An Improved Vibration of the Atmosphere: The Van Meyers Live at Calapooia Brewing
A self styled “atmospheric trip to the edge of philosophical musical renditions,” the Van Meyers took to the stage Saturday night at the Calapoolia Brewery, in Albany. Core members Kevin Van Walk on percussion and Doug Meyers on guitar were joined onstage by trumpeter/keyboardist Rob Birdwell and guitarist/lyricist John Campbell.
The show began almost imperceptibly, like the first amphibian tentatively rising out of the primordial morass to explore land. Rob’s keyboard oozed ethereal tones, to which Doug sparsely interspersed slow, lingering notes. John and Kevin drifted into position, contributing aural layers to the evolving soundscape, as Rob began deliberately piercing the veil with his horn.
John soon added lyrics, evoking, among other things, his favorite Chinese character.

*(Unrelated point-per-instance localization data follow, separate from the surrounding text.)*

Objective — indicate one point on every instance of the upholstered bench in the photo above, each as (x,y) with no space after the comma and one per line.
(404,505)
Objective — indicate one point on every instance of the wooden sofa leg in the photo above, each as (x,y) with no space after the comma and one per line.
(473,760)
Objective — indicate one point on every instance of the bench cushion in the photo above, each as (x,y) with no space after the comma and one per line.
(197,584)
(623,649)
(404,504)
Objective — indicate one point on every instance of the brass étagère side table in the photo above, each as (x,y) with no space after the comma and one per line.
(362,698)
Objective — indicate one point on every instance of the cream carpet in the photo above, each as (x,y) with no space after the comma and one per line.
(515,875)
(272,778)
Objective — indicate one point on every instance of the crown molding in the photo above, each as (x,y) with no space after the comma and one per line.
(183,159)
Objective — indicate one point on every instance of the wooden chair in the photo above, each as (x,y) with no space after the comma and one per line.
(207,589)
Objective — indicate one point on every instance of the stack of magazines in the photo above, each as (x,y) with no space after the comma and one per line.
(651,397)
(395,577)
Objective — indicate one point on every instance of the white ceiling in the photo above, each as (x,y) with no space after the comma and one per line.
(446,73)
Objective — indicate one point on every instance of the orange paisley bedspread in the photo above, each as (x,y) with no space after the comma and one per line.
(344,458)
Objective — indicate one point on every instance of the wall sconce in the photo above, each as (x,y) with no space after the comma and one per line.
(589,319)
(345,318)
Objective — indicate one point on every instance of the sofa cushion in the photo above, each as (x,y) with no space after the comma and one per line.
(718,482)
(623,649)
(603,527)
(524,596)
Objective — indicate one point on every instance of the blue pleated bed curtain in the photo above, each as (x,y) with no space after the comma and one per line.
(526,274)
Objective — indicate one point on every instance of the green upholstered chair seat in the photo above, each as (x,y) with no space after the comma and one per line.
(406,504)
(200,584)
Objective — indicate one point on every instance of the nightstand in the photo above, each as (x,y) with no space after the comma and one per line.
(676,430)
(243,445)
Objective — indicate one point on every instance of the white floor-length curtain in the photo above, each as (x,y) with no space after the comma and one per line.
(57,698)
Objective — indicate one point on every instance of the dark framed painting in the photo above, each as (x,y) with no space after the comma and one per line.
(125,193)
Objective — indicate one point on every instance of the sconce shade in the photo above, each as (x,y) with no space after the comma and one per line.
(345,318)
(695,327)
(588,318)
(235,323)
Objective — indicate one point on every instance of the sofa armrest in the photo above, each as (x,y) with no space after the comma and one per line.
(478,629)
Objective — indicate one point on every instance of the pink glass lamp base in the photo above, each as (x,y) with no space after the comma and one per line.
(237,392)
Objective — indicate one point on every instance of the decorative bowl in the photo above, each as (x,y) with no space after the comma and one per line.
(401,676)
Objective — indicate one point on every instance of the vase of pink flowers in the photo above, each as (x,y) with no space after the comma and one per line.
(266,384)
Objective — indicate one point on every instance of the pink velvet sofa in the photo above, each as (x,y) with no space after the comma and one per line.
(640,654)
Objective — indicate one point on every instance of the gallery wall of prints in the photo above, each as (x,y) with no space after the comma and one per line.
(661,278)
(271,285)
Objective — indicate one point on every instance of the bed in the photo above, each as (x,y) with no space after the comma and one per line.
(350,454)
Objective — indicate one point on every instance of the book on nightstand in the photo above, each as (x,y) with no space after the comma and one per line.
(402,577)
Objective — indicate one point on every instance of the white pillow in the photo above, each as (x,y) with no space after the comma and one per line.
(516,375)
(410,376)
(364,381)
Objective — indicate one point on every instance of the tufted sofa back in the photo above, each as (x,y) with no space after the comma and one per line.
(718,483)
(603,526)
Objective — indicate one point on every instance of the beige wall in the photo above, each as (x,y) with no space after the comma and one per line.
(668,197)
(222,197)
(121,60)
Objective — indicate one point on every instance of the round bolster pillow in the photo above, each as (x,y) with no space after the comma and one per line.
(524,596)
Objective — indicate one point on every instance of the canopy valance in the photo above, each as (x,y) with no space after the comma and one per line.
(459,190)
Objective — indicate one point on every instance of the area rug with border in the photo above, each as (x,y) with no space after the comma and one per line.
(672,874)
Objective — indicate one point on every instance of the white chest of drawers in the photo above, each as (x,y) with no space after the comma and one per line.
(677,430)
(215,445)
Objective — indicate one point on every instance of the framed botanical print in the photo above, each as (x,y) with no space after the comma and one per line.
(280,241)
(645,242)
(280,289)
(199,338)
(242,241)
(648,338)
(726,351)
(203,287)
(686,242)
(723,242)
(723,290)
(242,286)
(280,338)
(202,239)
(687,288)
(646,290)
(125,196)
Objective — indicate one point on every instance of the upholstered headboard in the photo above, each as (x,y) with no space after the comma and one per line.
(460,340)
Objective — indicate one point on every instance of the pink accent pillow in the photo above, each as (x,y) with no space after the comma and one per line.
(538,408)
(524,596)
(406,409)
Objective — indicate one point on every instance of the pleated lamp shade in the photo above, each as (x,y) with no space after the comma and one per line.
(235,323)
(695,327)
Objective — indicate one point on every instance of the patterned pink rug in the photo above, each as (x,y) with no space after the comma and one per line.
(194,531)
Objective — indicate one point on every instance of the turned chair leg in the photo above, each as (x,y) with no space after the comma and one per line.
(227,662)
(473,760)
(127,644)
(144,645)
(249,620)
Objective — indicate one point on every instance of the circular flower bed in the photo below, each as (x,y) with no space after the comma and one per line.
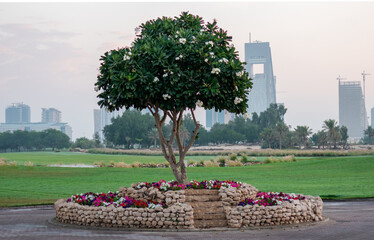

His deep baritone melted into the soundscape as an almost instrumental accompaniment. The song soon evolved into something new, Doug’s grooving riff enveloping Kevin, eyes closed, body rhythmically swaying as he tapped out complex percussion. Rob filled open spaces with his horn, and John joined in, rounding out the sonic electricity with his guitar.
With the wide eyed enthusiasm of a kid playing with favorite toys, Kevin, ever the percussive chameleon, instinctively plucked from a panoply of percussion instruments piled beside him, each new toy atheistically altering the tenor of the backbeat, while his aural co-conspirators grooved along fearlessly. He alternated, seemingly on a whim, between using sticks, mallets, brushes or his hands to pound out the groove, at one point slowly dragging a drumstick along the surface of his cymbal, evoking an eerie, otherworldly effect.
There were no “songs” per se, more of a metaphysical teleportation between musical themes. Often impossible to know where one ended and another began, the groovy, harmonious vibrations were somewhat reminiscent of the longform “Space” jams the Grateful Dead often delved into mid-set, where all musical rules and boundaries were set aside, musicians melodically altering the atmosphere.
There was no net, nor did they need one. Some people won’t “get it”, too attached they are to pop hooks, recognizable themes and traditional musical mores.
Mid-set, Rob turned on a drum machine, and the guys responded accordingly, dancing melodies around, between and beyond the structured beat. Divided more into segments than songs, one of the last pieces of the night had an almost pop jazz structure, more upbeat, with a faster tempo and distinct melody.
The show ended much as it began, with the players putting down their instruments one by one, John walking away from the stage still playing a kazoo, Rob’s keyboard automatically reverberating final phrases, as Kevin tapped slowly on a hand held cymbal, like a Chinese gong, until the last note reverberated effortlessly into the ether, and all our ears could hear was air.